We all looked like 1986. The movie Top Gun inspired my Kelly McGillis haircut. The kids wandered around looking sometimes preppy, sometimes punk. Tom wore his shaded aviator glasses with his hair shorter than it had ever been.
Early in ’86, Adams decided to close its doors due to the failing textile industry. Tom had developed some communications products while he was there and decided he could build a company around those products.
I was 29 years old, and he had just turned 31. Tom went to his father, Dr. J. T. O’Hanlan, and asked to borrow money for us to live off of while we got started. He was happy to help. We also approached banker, Rodger Anthony, who was with First National Bank of Pickens County, and he agreed to work with us.
I ended my very short real estate career, dusted off my Smith-Corona typewriter I used in college and Tom found us a spot in the basement of a friend’s business. All we needed was a name and logo. Naming the company came from a combination of things, music being one of them, and the logo was designed by my mother, Mary Jane Dull, who had just finished a masters degree in sculpting and painting from Virginia Commonwealth University.
Tom developed products, talked to customers, worked with vendors and suppliers and tested the products. I typed invoices, paid the bills, and did the shipping and receiving. Ben and Sarah, along with the help of neighborhood kids, built boxes and helped organize shipping on the weekends. With lots of support of friends and family, we were off and running. I had absolute faith in Tom and never considered failing as an option.
The stories of that first year are endless. I answered the phone and we passed it back and forth, often changing our voices to sound as if we had more employees. I used my maiden name so that we didn’t sound like a “Mom and Pop” business. We used invoices that came from the office supply store, and I typed in our company name and information until we could afford business cards and invoices with our name and new logo.
The memories of that time are special. I have a few treasures that I have kept — the tape dispenser that was passed along to me from our wonderful friends at Adams Incorporated, and our first sign, which of course, was neon.
Obviously, the company has grown and has been very successful. We grew slowly, taking seriously every step as we added employees and new products. Tom and I worked together for thirteen years with our roles in the company evolving. I still consider him an amazing engineer and visionary. He has always been passionate about technology.

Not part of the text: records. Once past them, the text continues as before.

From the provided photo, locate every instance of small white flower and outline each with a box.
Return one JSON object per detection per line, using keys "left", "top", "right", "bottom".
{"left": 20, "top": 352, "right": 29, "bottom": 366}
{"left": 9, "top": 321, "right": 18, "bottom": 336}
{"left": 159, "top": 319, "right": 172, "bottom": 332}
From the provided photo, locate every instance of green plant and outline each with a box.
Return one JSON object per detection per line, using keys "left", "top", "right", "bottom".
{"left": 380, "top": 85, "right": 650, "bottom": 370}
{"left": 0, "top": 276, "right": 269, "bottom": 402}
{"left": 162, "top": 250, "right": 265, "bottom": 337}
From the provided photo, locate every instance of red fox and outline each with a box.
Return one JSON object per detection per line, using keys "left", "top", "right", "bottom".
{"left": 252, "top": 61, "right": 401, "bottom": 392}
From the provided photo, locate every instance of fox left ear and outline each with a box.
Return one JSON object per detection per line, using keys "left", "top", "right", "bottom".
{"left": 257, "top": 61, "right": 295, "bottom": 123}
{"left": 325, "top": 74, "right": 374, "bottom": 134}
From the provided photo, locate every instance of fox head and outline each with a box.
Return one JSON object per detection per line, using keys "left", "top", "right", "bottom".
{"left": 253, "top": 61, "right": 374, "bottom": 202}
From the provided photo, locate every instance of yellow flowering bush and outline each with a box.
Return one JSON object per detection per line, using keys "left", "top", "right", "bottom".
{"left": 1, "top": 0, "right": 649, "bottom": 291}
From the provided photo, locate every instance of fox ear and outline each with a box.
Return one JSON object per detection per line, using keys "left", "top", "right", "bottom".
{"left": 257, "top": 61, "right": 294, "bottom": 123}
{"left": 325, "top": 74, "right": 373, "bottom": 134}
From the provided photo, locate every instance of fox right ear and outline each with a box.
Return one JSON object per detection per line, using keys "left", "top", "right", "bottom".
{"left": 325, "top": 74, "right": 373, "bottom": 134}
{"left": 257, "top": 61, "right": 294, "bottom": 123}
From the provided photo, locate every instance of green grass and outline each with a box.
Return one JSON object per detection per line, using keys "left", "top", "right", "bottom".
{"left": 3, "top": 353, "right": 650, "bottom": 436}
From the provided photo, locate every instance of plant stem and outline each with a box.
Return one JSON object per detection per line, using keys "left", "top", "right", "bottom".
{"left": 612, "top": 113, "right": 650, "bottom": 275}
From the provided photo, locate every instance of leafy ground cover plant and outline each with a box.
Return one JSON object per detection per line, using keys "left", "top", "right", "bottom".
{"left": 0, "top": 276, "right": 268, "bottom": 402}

Our children joined the company after college and working other jobs. First Sarah, now Sarah Beasley, is Director of Marketing. Ben followed, now Chief Operating Officer, running the company on the day-to-day. And we added a son to our family during the high school years, Brandon Maddox, who is Shipping and Receiving Manager. I am really proud of Ben, Sarah, and Brandon roles in a company their father and I built, which they continue to build. It is hard for families to work together and not something everyone can do. It can be challenging and not for the weak at heart.
We have struggled through the economy along with the rest of the country, but seem to be seeing the “light at the end of the tunnel.” We have great employees that are very talented and loyal, some that have been with us for over 15 years. We feel very blessed. Today, I am proud to say that I have the same faith in my children leading the future of Sealevel that I have had in Tom since we opened Sealevel Systems, Incorporated in May of 1986.
I would like to toast our family and friends, employees both past and present, our vendors and suppliers, and all of those we have encountered on this wonderful journey. To 25 years of Sealevel, I say thank you.